Unique chains of molecules can predict the success of variants

Researchers believe they have discovered an important way to identify which variants of SARS-CoV-2 can spread.

Examining 9-unit chains of molecules called nucleotides – the building blocks of genes – they found that with the exception of Beta, which did not circulate widely outside of South Africa, each new variant had more than unique strings than the variant that immediately preceded it. The original, or wild, version of the virus had 45 so-called unique 9-seas, researchers reported Thursday on medRxiv before peer review.
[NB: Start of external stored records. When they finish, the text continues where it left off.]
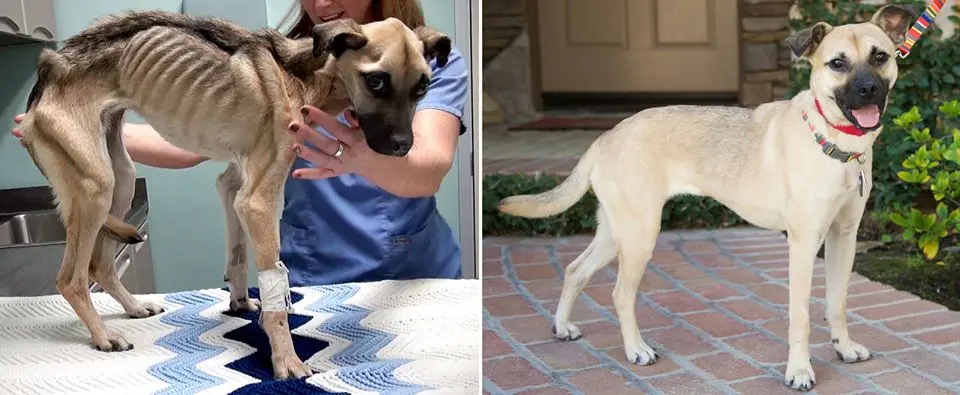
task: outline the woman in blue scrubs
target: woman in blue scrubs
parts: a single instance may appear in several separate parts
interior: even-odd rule
[[[297,22],[289,37],[340,18],[396,17],[411,28],[424,22],[415,0],[300,0],[300,6],[291,13]],[[305,108],[309,126],[299,124],[299,136],[319,149],[302,147],[285,186],[280,259],[291,286],[461,276],[460,246],[434,194],[464,130],[469,66],[456,48],[446,65],[430,66],[430,88],[413,120],[416,144],[405,157],[370,150],[344,114]],[[329,136],[345,146],[337,159],[323,150],[337,146]],[[184,168],[206,160],[167,143],[149,125],[126,124],[123,140],[131,158],[149,166]]]

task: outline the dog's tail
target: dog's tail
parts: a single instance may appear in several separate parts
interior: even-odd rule
[[[570,176],[560,185],[549,191],[536,195],[516,195],[504,198],[497,205],[500,212],[526,218],[544,218],[557,215],[570,208],[590,188],[590,173],[593,171],[597,159],[597,141],[590,145],[583,154]]]
[[[126,244],[137,244],[146,240],[137,228],[113,215],[107,215],[107,222],[103,224],[100,231],[107,237]]]

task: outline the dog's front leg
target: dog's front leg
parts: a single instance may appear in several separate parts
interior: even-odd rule
[[[280,262],[279,199],[296,154],[289,149],[263,146],[241,165],[243,185],[234,208],[253,246],[260,286],[260,326],[270,340],[273,374],[277,379],[302,378],[311,373],[297,356],[287,321],[292,311],[287,269]]]
[[[848,205],[850,207],[851,205]],[[827,232],[827,321],[830,323],[830,338],[833,349],[843,362],[856,363],[870,359],[866,347],[850,340],[847,330],[847,287],[853,270],[853,258],[857,246],[857,228],[863,212],[849,208],[844,211],[858,211],[855,215],[845,216],[844,212]]]
[[[793,389],[809,391],[816,384],[813,365],[810,364],[810,288],[822,232],[810,226],[790,228],[787,232],[790,245],[790,351],[784,383]]]

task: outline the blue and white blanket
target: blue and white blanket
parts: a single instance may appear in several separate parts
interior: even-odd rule
[[[297,354],[315,372],[276,381],[257,313],[231,315],[229,293],[138,296],[166,309],[131,319],[93,294],[134,349],[104,353],[60,296],[0,298],[0,394],[476,394],[477,280],[293,288]],[[257,297],[256,288],[251,297]]]

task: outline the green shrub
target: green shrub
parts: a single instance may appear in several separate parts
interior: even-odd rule
[[[919,146],[901,163],[897,177],[905,185],[933,197],[933,210],[896,204],[884,216],[902,229],[903,241],[918,247],[926,259],[939,255],[941,240],[960,232],[960,100],[941,104],[940,122],[926,126],[919,107],[893,120],[891,128]],[[892,239],[891,236],[887,236]]]

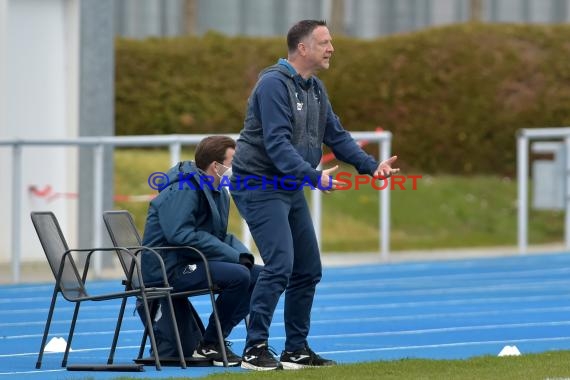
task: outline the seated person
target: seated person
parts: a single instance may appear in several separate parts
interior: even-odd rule
[[[191,246],[207,258],[212,281],[221,290],[216,306],[224,338],[249,313],[250,296],[260,265],[232,234],[227,233],[229,194],[220,180],[231,175],[235,141],[226,136],[210,136],[196,148],[195,162],[183,161],[169,170],[169,181],[149,205],[143,245]],[[227,182],[228,178],[224,181]],[[207,288],[203,262],[193,251],[160,252],[174,292]],[[143,254],[145,283],[159,280],[160,273],[151,254]],[[241,357],[229,348],[228,364],[239,365]],[[213,314],[193,357],[207,358],[223,365]]]

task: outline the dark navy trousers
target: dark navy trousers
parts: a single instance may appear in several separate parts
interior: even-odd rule
[[[232,329],[249,313],[251,293],[262,267],[254,265],[252,269],[248,269],[241,264],[221,261],[210,261],[209,266],[213,283],[221,289],[216,298],[216,308],[222,334],[227,338]],[[204,264],[201,263],[177,268],[172,277],[174,278],[170,279],[170,286],[174,292],[208,287]],[[209,343],[218,342],[213,313],[210,315],[203,340]]]
[[[273,313],[285,292],[285,350],[301,349],[307,344],[315,287],[322,275],[303,190],[239,189],[232,196],[264,263],[251,295],[246,347],[269,339]]]

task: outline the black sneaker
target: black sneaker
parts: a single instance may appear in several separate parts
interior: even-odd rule
[[[281,353],[281,364],[284,369],[301,369],[309,367],[328,367],[336,365],[333,360],[325,359],[317,355],[309,346],[295,352],[283,351]]]
[[[241,363],[241,356],[236,355],[230,346],[232,342],[225,341],[226,344],[226,357],[228,358],[228,366],[233,367]],[[192,354],[193,358],[196,359],[210,359],[212,364],[217,367],[224,366],[224,359],[222,356],[222,351],[219,349],[218,343],[207,343],[200,342],[196,350]]]
[[[283,369],[283,366],[274,355],[277,354],[269,348],[267,342],[253,345],[243,351],[241,368],[253,369],[254,371]]]

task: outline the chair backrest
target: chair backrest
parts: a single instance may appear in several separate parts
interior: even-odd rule
[[[59,222],[51,211],[35,211],[31,213],[32,223],[46,255],[56,282],[63,254],[69,249]],[[59,287],[66,299],[73,300],[86,296],[85,287],[75,261],[71,255],[66,258]]]
[[[128,211],[105,211],[103,213],[103,221],[109,232],[109,237],[115,247],[139,247],[142,244],[141,237],[133,217]],[[131,249],[131,253],[136,253],[136,249]],[[132,281],[133,288],[139,288],[139,278],[133,271],[135,270],[135,263],[130,255],[124,251],[117,251],[121,266],[127,276],[127,279]],[[142,253],[139,253],[141,255]]]

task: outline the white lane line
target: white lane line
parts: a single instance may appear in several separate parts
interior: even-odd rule
[[[355,323],[358,320],[354,320]],[[362,323],[362,319],[360,319]],[[339,320],[330,320],[326,324],[338,324]],[[323,324],[323,323],[320,323]],[[278,326],[273,325],[272,326]],[[441,328],[429,328],[420,330],[398,330],[398,331],[385,331],[385,332],[373,332],[373,333],[354,333],[354,334],[333,334],[333,335],[322,335],[322,338],[342,338],[342,337],[358,337],[358,336],[383,336],[383,335],[410,335],[410,334],[430,334],[434,332],[450,332],[450,331],[471,331],[471,330],[493,330],[497,328],[501,329],[512,329],[512,328],[522,328],[522,327],[551,327],[551,326],[567,326],[570,325],[570,321],[550,321],[550,322],[525,322],[525,323],[507,323],[507,324],[490,324],[490,325],[468,325],[468,326],[456,326],[456,327],[441,327]],[[104,331],[88,331],[88,332],[76,332],[73,334],[74,337],[78,336],[92,336],[92,335],[112,335],[115,330],[104,330]],[[141,329],[134,330],[121,330],[121,334],[140,334]],[[67,336],[67,332],[62,333],[50,333],[50,336]],[[25,334],[25,335],[11,335],[5,336],[4,340],[12,339],[29,339],[29,338],[41,338],[43,334]]]
[[[90,289],[103,289],[103,288],[116,288],[116,289],[124,289],[120,285],[120,279],[116,279],[113,281],[98,281],[98,280],[88,280],[88,286]],[[5,285],[0,287],[0,294],[22,294],[22,293],[48,293],[51,294],[53,292],[53,286],[55,281],[51,284],[34,284],[30,286],[20,286],[20,285]]]
[[[416,350],[425,348],[445,348],[445,347],[465,347],[465,346],[483,346],[483,345],[495,345],[495,344],[514,344],[514,343],[539,343],[539,342],[562,342],[570,341],[570,336],[560,336],[552,338],[529,338],[529,339],[507,339],[507,340],[487,340],[487,341],[474,341],[474,342],[457,342],[457,343],[441,343],[441,344],[424,344],[416,346],[396,346],[396,347],[377,347],[377,348],[365,348],[357,350],[342,350],[342,351],[320,351],[319,354],[322,355],[334,355],[334,354],[347,354],[347,353],[362,353],[362,352],[379,352],[379,351],[402,351],[402,350]]]
[[[383,304],[372,304],[372,305],[356,305],[356,306],[327,306],[319,304],[319,295],[316,296],[316,303],[313,306],[313,311],[319,309],[321,311],[337,311],[337,310],[362,310],[362,309],[378,309],[378,308],[398,308],[398,307],[427,307],[427,306],[444,306],[444,305],[477,305],[477,304],[497,304],[497,303],[508,303],[513,304],[517,302],[540,302],[540,301],[556,301],[564,300],[567,301],[570,296],[570,291],[565,290],[563,294],[557,295],[539,295],[539,296],[519,296],[519,297],[485,297],[485,298],[458,298],[452,300],[435,300],[435,301],[416,301],[416,302],[395,302],[395,303],[383,303]],[[199,304],[209,304],[209,301],[203,301],[202,303],[194,303],[195,306]],[[17,310],[4,310],[2,311],[2,316],[15,315],[15,314],[38,314],[46,313],[49,308],[36,308],[36,309],[17,309]],[[97,305],[97,306],[82,306],[82,312],[100,312],[101,310],[117,310],[117,305]],[[282,309],[277,309],[276,312]],[[57,312],[71,312],[73,311],[73,306],[66,307],[56,307]]]
[[[362,287],[361,281],[358,285],[348,285],[350,287]],[[376,287],[374,281],[367,282],[365,287]],[[346,298],[364,298],[364,297],[389,297],[389,296],[414,296],[414,295],[443,295],[443,294],[472,294],[478,292],[493,292],[493,291],[507,291],[507,290],[544,290],[548,291],[552,288],[568,289],[570,288],[570,280],[558,281],[541,281],[539,283],[532,281],[528,283],[506,283],[506,284],[490,284],[490,285],[477,285],[477,286],[455,286],[455,287],[442,287],[438,284],[437,287],[431,289],[403,289],[403,290],[380,290],[375,292],[349,292],[349,293],[329,293],[328,291],[321,291],[320,287],[317,289],[317,299],[346,299]],[[27,297],[27,298],[0,298],[0,305],[14,305],[23,303],[40,303],[48,304],[50,297]],[[14,309],[18,310],[18,309]]]
[[[563,313],[569,312],[570,306],[562,307],[545,307],[545,308],[511,308],[508,310],[487,310],[487,311],[469,311],[469,312],[451,312],[451,313],[426,313],[426,314],[402,314],[402,315],[391,315],[391,316],[381,316],[381,317],[354,317],[354,318],[334,318],[334,319],[312,319],[311,325],[324,325],[324,324],[338,324],[338,323],[362,323],[362,322],[387,322],[387,321],[406,321],[406,320],[427,320],[427,319],[454,319],[462,317],[482,317],[482,316],[493,316],[493,315],[517,315],[517,314],[547,314],[547,313]],[[202,319],[209,318],[210,313],[200,313]],[[81,324],[84,323],[101,323],[101,322],[116,322],[116,317],[111,318],[83,318],[81,319]],[[138,323],[140,321],[139,317],[125,317],[123,318],[124,324]],[[54,325],[64,325],[69,326],[71,319],[58,319],[52,321],[52,326]],[[0,328],[12,328],[21,326],[44,326],[45,320],[33,321],[33,322],[8,322],[0,323]],[[274,320],[271,323],[272,326],[284,326],[283,322]],[[242,325],[236,326],[240,328]],[[66,335],[67,333],[65,333]],[[55,335],[55,334],[50,334]],[[61,335],[61,334],[60,334]]]
[[[314,338],[314,337],[312,337]],[[285,337],[271,338],[271,340],[285,340]],[[234,339],[234,342],[243,343],[245,339]],[[411,346],[393,346],[393,347],[377,347],[377,348],[364,348],[364,349],[351,349],[351,350],[337,350],[337,351],[319,351],[322,355],[333,355],[333,354],[347,354],[347,353],[368,353],[368,352],[379,352],[379,351],[402,351],[402,350],[414,350],[414,349],[425,349],[425,348],[445,348],[445,347],[465,347],[465,346],[482,346],[482,345],[495,345],[495,344],[515,344],[515,343],[539,343],[539,342],[563,342],[570,341],[570,336],[559,336],[559,337],[549,337],[549,338],[527,338],[527,339],[505,339],[505,340],[486,340],[486,341],[470,341],[470,342],[455,342],[455,343],[439,343],[439,344],[424,344],[424,345],[411,345]],[[138,349],[139,346],[118,346],[117,350],[125,349]],[[74,349],[73,352],[96,352],[96,351],[108,351],[109,347],[98,347],[98,348],[86,348],[86,349]],[[37,352],[27,352],[20,354],[10,354],[10,355],[0,355],[2,357],[10,356],[36,356]],[[46,355],[51,354],[61,354],[46,352]],[[34,371],[31,371],[34,372]],[[36,371],[37,372],[37,371]],[[13,372],[0,372],[0,375],[12,374]]]
[[[447,282],[455,282],[455,281],[516,281],[520,279],[524,280],[533,280],[534,277],[542,277],[542,278],[552,278],[555,277],[556,274],[565,275],[570,273],[570,267],[568,268],[552,268],[552,269],[544,269],[544,270],[523,270],[523,271],[515,271],[515,272],[491,272],[491,273],[481,273],[481,272],[473,272],[473,273],[439,273],[435,274],[426,274],[425,276],[400,276],[400,277],[389,277],[389,278],[374,278],[374,279],[362,279],[362,275],[358,277],[358,279],[347,279],[347,280],[335,280],[335,281],[323,281],[323,283],[319,284],[319,288],[323,289],[332,289],[332,288],[346,288],[346,287],[353,287],[353,286],[364,286],[374,284],[375,286],[386,286],[386,285],[395,285],[395,284],[424,284],[424,283],[431,283],[436,285],[442,285]],[[528,278],[529,275],[532,275],[533,278]],[[336,277],[336,276],[335,276]],[[341,277],[345,278],[345,277]]]
[[[422,335],[422,334],[441,334],[450,332],[460,332],[460,331],[483,331],[483,330],[506,330],[506,329],[522,329],[529,327],[559,327],[568,326],[570,321],[550,321],[550,322],[528,322],[528,323],[507,323],[507,324],[489,324],[489,325],[471,325],[471,326],[452,326],[452,327],[439,327],[439,328],[427,328],[418,330],[394,330],[394,331],[380,331],[380,332],[362,332],[362,333],[345,333],[345,334],[323,334],[323,335],[311,335],[311,339],[346,339],[346,338],[360,338],[360,337],[379,337],[379,336],[399,336],[399,335]],[[74,337],[77,336],[93,336],[93,335],[112,335],[114,331],[99,331],[99,332],[84,332],[76,333]],[[141,330],[125,330],[122,331],[124,334],[140,334]],[[59,334],[60,336],[62,334]],[[39,338],[41,334],[34,335],[17,335],[9,337],[8,339],[25,339],[25,338]],[[58,336],[58,334],[54,334]],[[277,337],[272,339],[285,339],[285,337]],[[79,351],[74,349],[74,351]],[[0,355],[0,357],[5,357],[9,354]]]
[[[45,326],[46,318],[40,317],[39,321],[28,321],[28,322],[6,322],[0,323],[0,328],[6,327],[21,327],[21,326]],[[43,320],[42,320],[43,319]],[[140,321],[140,318],[135,316],[125,316],[123,317],[123,323],[129,323],[133,321]],[[117,322],[117,317],[109,317],[109,318],[78,318],[78,323],[100,323],[100,322]],[[71,323],[71,319],[57,319],[52,320],[51,325],[68,325]]]
[[[380,257],[378,256],[378,259]],[[445,260],[432,262],[402,262],[402,263],[372,263],[366,265],[353,265],[345,267],[327,267],[326,272],[331,275],[358,275],[363,274],[394,274],[394,273],[417,273],[417,272],[457,272],[465,270],[488,270],[502,269],[505,272],[513,272],[525,268],[563,268],[570,266],[570,258],[567,254],[558,255],[557,257],[522,257],[513,256],[511,260],[503,261],[501,259],[474,259],[474,260]],[[535,259],[535,260],[531,260]]]
[[[42,369],[42,370],[35,370],[35,371],[17,371],[17,372],[0,372],[0,375],[26,375],[30,373],[50,373],[50,372],[63,372],[67,371],[67,369]]]
[[[453,287],[433,289],[411,289],[411,290],[379,290],[371,292],[348,292],[348,293],[325,293],[320,292],[317,288],[316,300],[329,299],[354,299],[354,298],[375,298],[375,297],[410,297],[410,296],[440,296],[440,295],[464,295],[485,293],[491,296],[492,292],[505,292],[513,290],[518,292],[540,291],[548,292],[553,290],[567,291],[570,288],[570,281],[560,281],[557,283],[541,283],[541,284],[505,284],[505,285],[489,285],[489,286],[472,286],[472,287]]]
[[[338,322],[337,322],[338,323]],[[518,329],[526,327],[553,327],[553,326],[568,326],[570,321],[550,321],[550,322],[526,322],[526,323],[505,323],[505,324],[490,324],[490,325],[468,325],[468,326],[454,326],[454,327],[438,327],[438,328],[426,328],[419,330],[395,330],[395,331],[381,331],[381,332],[368,332],[368,333],[350,333],[350,334],[327,334],[327,335],[315,335],[311,338],[317,339],[329,339],[329,338],[353,338],[362,336],[391,336],[391,335],[421,335],[421,334],[433,334],[433,333],[447,333],[456,331],[473,331],[473,330],[496,330],[496,329]],[[121,334],[140,334],[142,329],[136,330],[122,330]],[[88,331],[88,332],[76,332],[73,337],[78,336],[93,336],[93,335],[112,335],[115,330],[105,330],[105,331]],[[66,336],[67,333],[52,333],[52,336]],[[27,335],[12,335],[7,336],[4,339],[28,339],[28,338],[41,338],[43,334],[27,334]],[[1,357],[1,355],[0,355]]]
[[[140,346],[117,346],[117,350],[132,350],[132,349],[139,349]],[[96,347],[96,348],[78,348],[78,349],[73,349],[73,353],[75,352],[94,352],[94,351],[109,351],[109,347]],[[61,355],[61,352],[44,352],[44,355]],[[38,353],[37,352],[21,352],[18,354],[2,354],[0,355],[0,358],[9,358],[12,356],[37,356]]]
[[[319,284],[319,288],[326,289],[326,288],[346,288],[347,286],[362,286],[366,284],[377,284],[378,286],[384,284],[398,284],[398,283],[416,283],[422,282],[426,280],[427,282],[441,284],[443,281],[448,280],[475,280],[475,281],[484,281],[484,280],[496,280],[497,278],[506,281],[512,281],[520,278],[525,278],[525,276],[542,276],[542,277],[553,277],[555,274],[567,274],[570,273],[570,266],[560,267],[556,266],[553,268],[544,268],[544,269],[513,269],[511,271],[493,271],[493,272],[481,272],[480,270],[474,271],[472,273],[453,273],[453,270],[446,268],[443,273],[437,274],[434,276],[433,274],[421,274],[421,275],[412,275],[412,276],[401,276],[401,277],[390,277],[390,278],[374,278],[374,279],[364,279],[362,280],[362,276],[366,273],[375,274],[378,273],[378,269],[382,270],[385,273],[393,274],[394,268],[388,268],[386,266],[372,266],[372,267],[362,267],[353,270],[346,270],[342,271],[342,273],[335,273],[334,277],[346,278],[347,274],[353,273],[358,275],[357,279],[348,279],[348,280],[335,280],[335,281],[324,281],[323,283]],[[409,267],[405,267],[403,273],[409,273]],[[433,271],[433,265],[428,266],[430,271]],[[479,268],[478,268],[479,269]],[[326,273],[325,273],[326,275]],[[333,277],[331,275],[330,277]],[[115,282],[97,282],[94,281],[89,284],[89,287],[92,289],[106,289],[112,288],[121,290],[120,287],[116,286]],[[41,293],[45,292],[47,294],[53,291],[53,285],[34,285],[34,286],[18,286],[18,287],[5,287],[0,288],[0,294],[2,295],[9,295],[9,294],[17,294],[21,295],[23,293]],[[17,298],[17,297],[15,297]],[[3,302],[0,298],[0,302]],[[45,297],[49,301],[50,297]]]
Alpha had 109 unique 9-seas, Beta 69, Gamma 122, and Delta 181. The currently dominant Omicron variant has 295.

Many of these stretches of altered polynucleotides have nothing to do with the peak the virus uses to enter cells, suggesting that researchers shouldn’t focus solely on the peak protein, said Venky Soundararajan of the Massachusetts-based data analytics company. The peak is the target of most COVID-19 vaccines and current antibody treatments.

Soundararajan said that a variant circulating in France, called the IHU, has more distinct 9-seas than Delta but has not been able to compete with Omicron. Because the IHU has not circulated much outside of France, he said, populations have not acquired immunity against it, and variants that have not yet emerged in other places may find it “useful” to develop some of the same 9-mer mutations. Vaccine makers should pay attention to the unique nucleotide signatures of the IHU, as there is a good chance that they will reappear in future variants, Soundararajan said.